You are viewing a plain text version of this content. The canonical link for it is here.

Posted to dev@hbase.apache.org by Todd Lipcon <to...@cloudera.com> on 2010/09/07 19:46:38 UTC

Review Request: Fix RPC deadlock when splitting regions on same RS as meta under heavy load

-----------------------------------------------------------
This is an automatically generated e-mail. To reply, visit:
http://review.cloudera.org/r/798/
-----------------------------------------------------------

Review request for hbase and stack.


Summary
-------

Moves all RPCs outside of the region writeLock - the writeLock is now only used long enough to set the 'closing' flag. When we drop the lock any waiters will see 'closing' upon acquiring the lock, and thus throw NSRE.

In the case that we abort the split, it will reopen the region as before. Accessors will have gotten NSRE but will just come back to the same region eventually.

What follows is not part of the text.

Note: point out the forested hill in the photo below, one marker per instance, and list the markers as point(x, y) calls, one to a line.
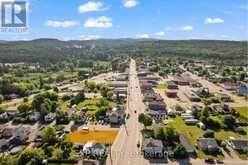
point(53, 50)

This addresses bug HBASE-2964.
    http://issues.apache.org/jira/browse/HBASE-2964


Diffs
-----

  src/main/java/org/apache/hadoop/hbase/regionserver/SplitTransaction.java 3507c0d 

Diff: http://review.cloudera.org/r/798/diff


Testing
-------

YCSB testing on my cluster - it used to deadlock due to this bug within an hour. I ran a 5 hour load test overnight and it worked OK.


Thanks,

Todd

Re: Review Request: Fix RPC deadlock when splitting regions on same RS as meta under heavy load

Posted by st...@duboce.net.


> On 2010-09-07 18:33:16, Todd Lipcon wrote:
> > src/main/java/org/apache/hadoop/hbase/regionserver/SplitTransaction.java, line 207
> > <http://review.cloudera.org/r/798/diff/2/?file=11132#file11132line207>
> >
> >     maybe now we can do an:
> >     
> >     assert !this.parent.lock.writeLock().isHeldByCurrentThread() : "Unsafe to hold write lock while performing RPCs";

I'll add in this assert


- stack


-----------------------------------------------------------
This is an automatically generated e-mail. To reply, visit:
http://review.cloudera.org/r/798/#review1122
-----------------------------------------------------------


On 2010-09-07 13:38:39, Todd Lipcon wrote:
> 
> -----------------------------------------------------------
> This is an automatically generated e-mail. To reply, visit:
> http://review.cloudera.org/r/798/
> -----------------------------------------------------------
> 
> (Updated 2010-09-07 13:38:39)
> 
> 
> Review request for hbase and stack.
> 
> 
> Summary
> -------
> 
> Moves all RPCs outside of the region writeLock - the writeLock is now only used long enough to set the 'closing' flag. When we drop the lock any waiters will see 'closing' upon acquiring the lock, and thus throw NSRE.
> 
> In the case that we abort the split, it will reopen the region as before. Accessors will have gotten NSRE but will just come back to the same region eventually.
> 
> 
> This addresses bug HBASE-2964.
>     http://issues.apache.org/jira/browse/HBASE-2964
> 
> 
> Diffs
> -----
> 
>   src/main/java/org/apache/hadoop/hbase/regionserver/HRegion.java a692125 
>   src/main/java/org/apache/hadoop/hbase/regionserver/SplitTransaction.java 3507c0d 
>   src/test/java/org/apache/hadoop/hbase/regionserver/TestSplitTransaction.java a245d97 
> 
> Diff: http://review.cloudera.org/r/798/diff
> 
> 
> Testing
> -------
> 
> YCSB testing on my cluster - it used to deadlock due to this bug within an hour. I ran a 5 hour load test overnight and it worked OK.
> 
> 
> Thanks,
> 
> Todd
> 
>

Re: Review Request: Fix RPC deadlock when splitting regions on same RS as meta under heavy load

Posted by Todd Lipcon <to...@cloudera.com>.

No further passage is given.